The launch already happened. On May 19, Google announced Gemini 3.5 Flash at I/O 2026 alongside Antigravity 2.0, its multi-agent orchestration platform replacing Gemini CLI. Those stories are covered. What wasn’t settled on day one was whether the benchmark numbers hold up when someone other than Google runs them.
One number now has independent support. Artificial Analysis, a third-party model evaluation service, assigned Gemini 3.5 Flash a GDPval-AA Elo score of 1656, ranking it #1 among the models it’s evaluated on that benchmark. GDPval-AA measures agentic task performance, planning, tool-use, and multi-turn execution, making it more relevant for coding agent workflows than general reasoning benchmarks. That ranking matters for teams choosing a platform, but it comes with a hard ceiling: it’s one benchmark from one evaluator. Epoch AI has not yet published an evaluation.
The speed claims are still Google’s alone. According to Google’s own published benchmarks, Gemini 3.5 Flash runs 4x faster than other frontier models at baseline and up to 12x faster when served inside the Antigravity environment. No independent lab has reproduced those ratios as of publication. They may be accurate, speed advantages at this scale are plausible, but until a third party runs the same test, they’re a vendor claim, not a fact.
The Antigravity integration is where speed numbers get complicated. Per Google’s API documentation, Managed Agents within Antigravity provide a hosted Linux sandbox in Google Cloud for code execution and web browsing. The 12x figure applies inside that environment, not at the raw API layer. Teams building outside Antigravity should expect the 4x baseline claim, not 12x, and even that figure needs independent verification.
Disputed Claim
Don’t expect the pricing picture to be fully clear yet. Pricing has been reported at $1.50 per million input tokens and $9.00 per million output tokens per community sources, but official pricing page confirmation is pending. The free tier inside Antigravity is confirmed as a developer acquisition move, though the strategic framing, that it targets users of paid tools like OpenAI Codex, comes from community interpretation, not a Google statement.
The context window is large: 1.0 million input tokens with 66,000 output tokens, per vendor specifications. At that scale, per-token pricing matters more than it does for short-context tasks.

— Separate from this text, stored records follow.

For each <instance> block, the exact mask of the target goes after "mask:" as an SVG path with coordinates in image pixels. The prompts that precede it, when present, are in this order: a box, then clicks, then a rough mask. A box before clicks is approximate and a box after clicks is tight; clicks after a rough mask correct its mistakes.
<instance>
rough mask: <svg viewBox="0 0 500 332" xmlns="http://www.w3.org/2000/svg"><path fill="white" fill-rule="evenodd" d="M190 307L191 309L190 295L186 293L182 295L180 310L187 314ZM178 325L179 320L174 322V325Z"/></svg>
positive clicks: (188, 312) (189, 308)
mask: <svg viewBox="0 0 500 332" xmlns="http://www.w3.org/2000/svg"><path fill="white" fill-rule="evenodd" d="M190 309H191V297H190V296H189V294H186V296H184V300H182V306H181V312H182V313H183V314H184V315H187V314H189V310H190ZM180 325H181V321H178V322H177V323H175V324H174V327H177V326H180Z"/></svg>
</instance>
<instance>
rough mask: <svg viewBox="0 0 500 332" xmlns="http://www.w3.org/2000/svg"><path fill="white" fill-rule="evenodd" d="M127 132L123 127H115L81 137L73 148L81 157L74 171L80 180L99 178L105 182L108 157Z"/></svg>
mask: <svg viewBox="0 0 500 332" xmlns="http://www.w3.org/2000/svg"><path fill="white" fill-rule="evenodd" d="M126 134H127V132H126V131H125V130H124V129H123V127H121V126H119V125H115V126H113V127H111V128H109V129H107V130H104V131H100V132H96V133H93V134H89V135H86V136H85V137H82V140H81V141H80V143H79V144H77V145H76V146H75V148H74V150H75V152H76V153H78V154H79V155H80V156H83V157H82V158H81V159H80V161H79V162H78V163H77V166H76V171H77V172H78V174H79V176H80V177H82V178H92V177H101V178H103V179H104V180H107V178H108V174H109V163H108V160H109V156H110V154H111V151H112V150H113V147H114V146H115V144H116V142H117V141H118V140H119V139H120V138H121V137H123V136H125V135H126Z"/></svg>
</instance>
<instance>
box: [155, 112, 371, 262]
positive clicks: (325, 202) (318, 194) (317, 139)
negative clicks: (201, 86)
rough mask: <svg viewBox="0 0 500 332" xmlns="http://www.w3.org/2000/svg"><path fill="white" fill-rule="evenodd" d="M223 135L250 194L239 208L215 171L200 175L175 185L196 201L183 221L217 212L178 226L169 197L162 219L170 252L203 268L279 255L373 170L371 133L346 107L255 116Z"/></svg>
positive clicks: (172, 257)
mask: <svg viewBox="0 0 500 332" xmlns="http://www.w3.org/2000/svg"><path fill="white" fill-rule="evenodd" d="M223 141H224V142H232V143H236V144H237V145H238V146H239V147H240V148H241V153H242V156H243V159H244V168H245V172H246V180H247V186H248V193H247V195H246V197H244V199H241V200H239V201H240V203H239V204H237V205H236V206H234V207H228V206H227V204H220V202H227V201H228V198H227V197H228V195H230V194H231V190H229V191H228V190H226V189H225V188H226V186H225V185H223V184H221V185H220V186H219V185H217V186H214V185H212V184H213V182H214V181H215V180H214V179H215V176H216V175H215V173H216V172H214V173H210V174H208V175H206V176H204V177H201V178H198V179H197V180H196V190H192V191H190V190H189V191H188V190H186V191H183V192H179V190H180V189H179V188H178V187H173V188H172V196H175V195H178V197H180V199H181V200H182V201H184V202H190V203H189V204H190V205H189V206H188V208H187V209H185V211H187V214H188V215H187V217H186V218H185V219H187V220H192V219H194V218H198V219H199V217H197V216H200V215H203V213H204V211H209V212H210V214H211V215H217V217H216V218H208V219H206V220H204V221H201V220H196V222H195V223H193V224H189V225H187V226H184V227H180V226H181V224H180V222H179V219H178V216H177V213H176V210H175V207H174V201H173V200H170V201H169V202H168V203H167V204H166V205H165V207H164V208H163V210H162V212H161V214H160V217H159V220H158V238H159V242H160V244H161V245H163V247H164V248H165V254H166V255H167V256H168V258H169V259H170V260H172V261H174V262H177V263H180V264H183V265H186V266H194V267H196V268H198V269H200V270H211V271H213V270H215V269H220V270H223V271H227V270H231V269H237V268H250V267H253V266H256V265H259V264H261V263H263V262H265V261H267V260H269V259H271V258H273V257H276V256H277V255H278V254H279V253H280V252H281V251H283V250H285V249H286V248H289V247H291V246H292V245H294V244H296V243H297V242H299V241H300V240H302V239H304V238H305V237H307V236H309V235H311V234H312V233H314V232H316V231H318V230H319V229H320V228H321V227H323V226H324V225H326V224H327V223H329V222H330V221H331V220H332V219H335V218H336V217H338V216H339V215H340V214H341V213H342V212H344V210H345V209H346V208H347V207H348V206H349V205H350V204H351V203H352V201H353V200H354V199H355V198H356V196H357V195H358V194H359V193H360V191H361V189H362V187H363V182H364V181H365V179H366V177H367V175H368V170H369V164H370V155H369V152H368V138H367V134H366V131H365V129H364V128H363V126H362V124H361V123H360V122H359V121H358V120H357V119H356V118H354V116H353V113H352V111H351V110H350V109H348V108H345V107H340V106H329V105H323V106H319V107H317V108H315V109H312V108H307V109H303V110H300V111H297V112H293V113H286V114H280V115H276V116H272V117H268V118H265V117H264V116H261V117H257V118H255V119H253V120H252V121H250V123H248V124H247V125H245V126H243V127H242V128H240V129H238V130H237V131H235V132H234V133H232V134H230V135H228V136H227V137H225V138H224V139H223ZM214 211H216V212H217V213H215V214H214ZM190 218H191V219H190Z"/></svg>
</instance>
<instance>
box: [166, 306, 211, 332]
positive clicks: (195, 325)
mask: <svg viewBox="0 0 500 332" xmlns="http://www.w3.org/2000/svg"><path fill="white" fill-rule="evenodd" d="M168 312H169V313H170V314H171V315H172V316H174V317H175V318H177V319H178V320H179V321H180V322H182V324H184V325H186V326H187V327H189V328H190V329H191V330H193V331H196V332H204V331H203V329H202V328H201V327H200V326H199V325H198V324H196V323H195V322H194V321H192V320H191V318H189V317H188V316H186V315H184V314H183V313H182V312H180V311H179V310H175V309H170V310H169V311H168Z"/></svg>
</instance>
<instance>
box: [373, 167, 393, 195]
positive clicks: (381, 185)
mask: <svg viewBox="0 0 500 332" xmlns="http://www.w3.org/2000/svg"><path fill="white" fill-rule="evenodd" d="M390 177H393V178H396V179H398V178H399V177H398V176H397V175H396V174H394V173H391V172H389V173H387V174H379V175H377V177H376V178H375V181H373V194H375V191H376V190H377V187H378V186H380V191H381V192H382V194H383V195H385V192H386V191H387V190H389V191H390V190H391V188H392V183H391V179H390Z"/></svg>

The part nobody mentions is what Epoch AI’s silence means right now. The GDPval-AA score gives the community one anchor. But GDPval-AA measures agentic task success, not inference cost, latency distribution, or performance under production load. Those are the variables that break models in real deployments. Until an evaluator runs Gemini 3.5 Flash at production throughput, not benchmark batch conditions, the speed claims are directional, not operational.
What to Watch
See the May 19 launch brief for full launch context and the Antigravity platform migration details.
TJS synthesis:
The GDPval-AA Elo ranking is the only independently sourced performance data point available for Gemini 3.5 Flash right now. Weight it accordingly, it’s relevant, it’s from a credible evaluator, and it’s also a single benchmark. Wait for Epoch AI evaluation and production throughput data before making platform migration decisions. The free Antigravity tier is worth testing. The vendor speed claims are not worth building around yet.